Kedua, polarisasi yang pahit, atau biner: Sejarah Mesir saat ini pada dasarnya terjebak dalam lingkaran antara pemerintahan militer dan pemerintahan “Islam”, dalam permainan yang saling bergantian dalam hal dukungan rakyat. Selama retorika kita, slogan-slogan kita, alternatif-alternatif konkrit dan cara-cara praktis untuk melakukan perlawanan tidak dapat mengambil dan mengatasi kedua dogma tersebut, kesadaran rakyat akan tetap terjebak dalam pilihan biner yang pahit antara kedua kekuatan politik tersebut.
Terakhir, marhaleya – atau transisi berjenjang: kita harus tanpa kompromi. Satu-satunya hal yang menjamin keselamatan saya di Pusat Kota Kairo saat ini ketika saya berduka atas kematian MB dan mengecam militer adalah mereka yang mengingat pendirian saya terhadap mereka. Dan satu-satunya cara kita dapat membenarkan kebangkitan agitasi anti-militer pada fase berikutnya, adalah jika kesadaran rakyat mengingat lapisan revolusi yang turun ke jalan melawan Ikhwanul Muslimin bulan lalu dan dengan keras mengecam pembantaian yang dilakukan oleh tentara saat ini. .

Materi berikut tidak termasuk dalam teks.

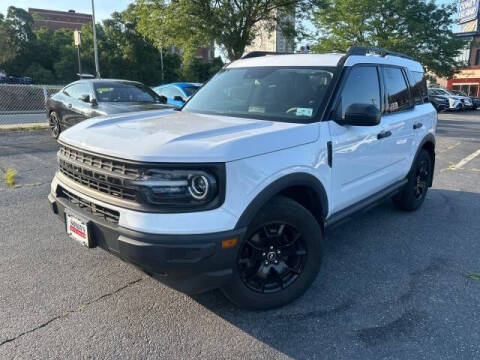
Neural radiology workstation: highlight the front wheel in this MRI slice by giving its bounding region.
[393,149,433,211]
[48,111,62,139]
[222,196,322,310]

Gagasan tentang “tetapi Morsi lebih baik daripada Shafik dan kita bisa menghadapinya nanti”, yang diajukan oleh beberapa kelompok sayap kiri pada pemilu tahun lalu, menurut pendapat saya adalah kesalahan yang dilakukan banyak dari kita yang membuka jalan bagi “biarkan Morsi” saat ini. tentara singkirkan mereka maka kita akan menghadapi tentara”. Pemikiran transisional inilah yang terus mengkompromikan revolusi dan menyebabkan gerakan revolusioner tergagap. Kita harus percaya diri dan koheren serta melepaskan diri dari amnesia, polarisasi yang memecah belah dan tidak jujur, serta lingkaran transisi yang telah merusak kita sampai sekarang agar bisa belajar dari kesalahan dan bergerak maju.

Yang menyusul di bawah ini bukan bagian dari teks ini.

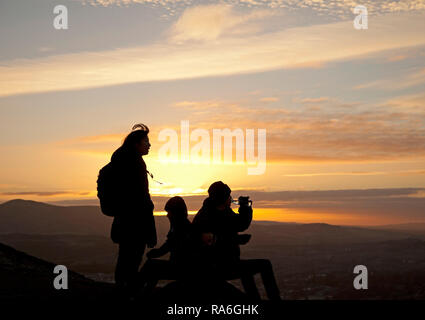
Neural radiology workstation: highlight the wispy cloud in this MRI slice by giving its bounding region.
[0,191,93,197]
[0,10,425,96]
[78,0,425,17]
[170,4,276,43]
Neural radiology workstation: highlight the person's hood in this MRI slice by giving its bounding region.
[111,146,137,162]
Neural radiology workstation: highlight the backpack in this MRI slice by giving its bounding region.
[97,162,119,217]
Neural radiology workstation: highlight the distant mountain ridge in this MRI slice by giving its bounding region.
[0,243,112,302]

Hesham Zakai adalah seorang penulis yang sebelumnya bekerja di Financial Times dan Parlemen Eropa. Dia adalah mantan editor surat kabar mahasiswa terbesar di Eropa, London Student, dan saat ini menulis blog di situs pribadinya, Izin untuk Menceritakan. Twitternya adalah @ZakaiPal
Hana Elsisi adalah seorang aktivis Mesir yang tinggal di Inggris dan mahasiswa pascasarjana Sejarah di Universitas Oxford. Dia sebelumnya menulis untuk The Guardian dan International Socialist Network. Twitternya adalah @HannahElsisi
ZNetwork didanai semata-mata melalui kemurahan hati para pembacanya.